You are viewing a plain text version of this content. The canonical link for it is here.
Posted to dev@spamassassin.apache.org by Justin Mason <jm...@jmason.org> on 2004/09/25 20:23:27 UTC
class renaming
So in thinking about the class cleanup we've been wanting to do for a
while; I think the top items on the list (my list at least) are:
- rename the Mail::SpamAssassin::PerMsgStatus class
- break it up into multiple, smaller classes
So here's what I propose for the first one.
Rename the Mail::SpamAssassin::PerMsgStatus class
-------------------------------------------------
Initially the purpose was as a "per-message status" object, describing the
results of a scan of one message -- in other words, that message's spam
status -- "is it spam or not?". I think we all now agree the name is
not so hot ;)
It's purpose has eventually turned out to be:
- (public) methods that actually cause the scan to happen
- (public) the results of a scan operation
- (public) message rewriting functionality
- (internally, plugins) state for a scan operation; plugins and our code
can store state on this object for the duration of the scan
- (plugins) a set of APIs to access aspects of the message being
scanned, and plugin support APIs
- (internally) methods that implement Eval tests
- (internally) methods that control how tests are run,
their ordering etc.
- (internally) methods that implement the DNS event-driven algorithm
- (internally) methods that perform auto-learning
- (internally) methods that compile tests into perl bytecode at runtime
- (internally) methods that parse aspects of the message
- (internally) the tests compiled as perl bytecode
So in my opinion, in cases like this where there's lots of internal and
external APIs, it's more sensible to name the class after what it's
external APIs do. (in fact, most OO design would indicate that this
means you need to refactor out into >1 class. I'm getting to that ;)

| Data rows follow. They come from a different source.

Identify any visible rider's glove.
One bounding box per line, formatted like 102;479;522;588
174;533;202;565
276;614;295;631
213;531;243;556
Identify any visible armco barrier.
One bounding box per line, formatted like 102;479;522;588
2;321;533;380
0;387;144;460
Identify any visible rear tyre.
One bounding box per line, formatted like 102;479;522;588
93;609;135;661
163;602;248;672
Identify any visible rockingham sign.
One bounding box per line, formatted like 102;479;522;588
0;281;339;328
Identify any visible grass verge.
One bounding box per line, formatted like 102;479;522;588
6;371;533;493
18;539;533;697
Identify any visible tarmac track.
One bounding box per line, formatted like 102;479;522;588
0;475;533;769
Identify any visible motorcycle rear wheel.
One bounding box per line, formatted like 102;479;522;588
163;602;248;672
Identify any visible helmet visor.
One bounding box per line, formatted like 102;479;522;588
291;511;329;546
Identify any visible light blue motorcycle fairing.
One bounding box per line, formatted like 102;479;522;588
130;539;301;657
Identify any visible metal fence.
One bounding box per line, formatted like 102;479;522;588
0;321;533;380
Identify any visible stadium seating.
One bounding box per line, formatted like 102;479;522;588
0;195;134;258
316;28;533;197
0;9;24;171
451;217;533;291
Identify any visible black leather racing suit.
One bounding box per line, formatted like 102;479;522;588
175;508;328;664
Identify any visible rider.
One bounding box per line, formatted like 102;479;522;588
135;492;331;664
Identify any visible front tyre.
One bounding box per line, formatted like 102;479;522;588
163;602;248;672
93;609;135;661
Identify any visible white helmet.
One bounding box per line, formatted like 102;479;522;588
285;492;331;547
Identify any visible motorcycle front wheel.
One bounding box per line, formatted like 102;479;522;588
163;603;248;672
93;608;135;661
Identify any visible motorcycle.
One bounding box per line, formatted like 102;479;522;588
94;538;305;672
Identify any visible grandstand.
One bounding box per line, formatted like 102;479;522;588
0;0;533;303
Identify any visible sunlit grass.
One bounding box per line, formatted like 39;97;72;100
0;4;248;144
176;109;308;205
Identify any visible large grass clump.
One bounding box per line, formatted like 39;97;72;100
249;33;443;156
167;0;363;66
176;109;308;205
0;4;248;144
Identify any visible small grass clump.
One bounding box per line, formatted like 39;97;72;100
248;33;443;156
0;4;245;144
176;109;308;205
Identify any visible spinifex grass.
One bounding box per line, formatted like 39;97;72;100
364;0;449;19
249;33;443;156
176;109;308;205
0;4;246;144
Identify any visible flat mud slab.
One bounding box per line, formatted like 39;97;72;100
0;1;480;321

So, I think "Mail::SpamAssassin::Scan" is a better name -- the object
returned from M::SpamAssassin::check() is the results of a scan of a
single message.
("Scanner" is another poss, but I think "Scan" is better because we aren't
returning the object that *did* the scan, we're returning the *results* of
the scan.)
The next thing is backwards compatibility. We can only do this if we
don't break third-party code. We *can* rename *this* class without
breaking backwards compatibility, thankfully. Our requirements here are:
- 1. plugins and third-party perl code will very likely contain "use
Mail::SpamAssassin::PerMsgStatus;" lines, so having some kind of
"use"able file there, is a MUST.
- 2. there are possibly locations in third-party code where a
Mail::SpamAssassin::PerMsgStatus object is created other than through
the Mail::SpamAssassin::check() API, so being able to support that is a
SHOULD.
- 3. However, the majority of callers should not be creating PerMsgStatus
objects directly, or depending in any way on the object being of
that specific type. (hooray: perl's not strongly typed! ;)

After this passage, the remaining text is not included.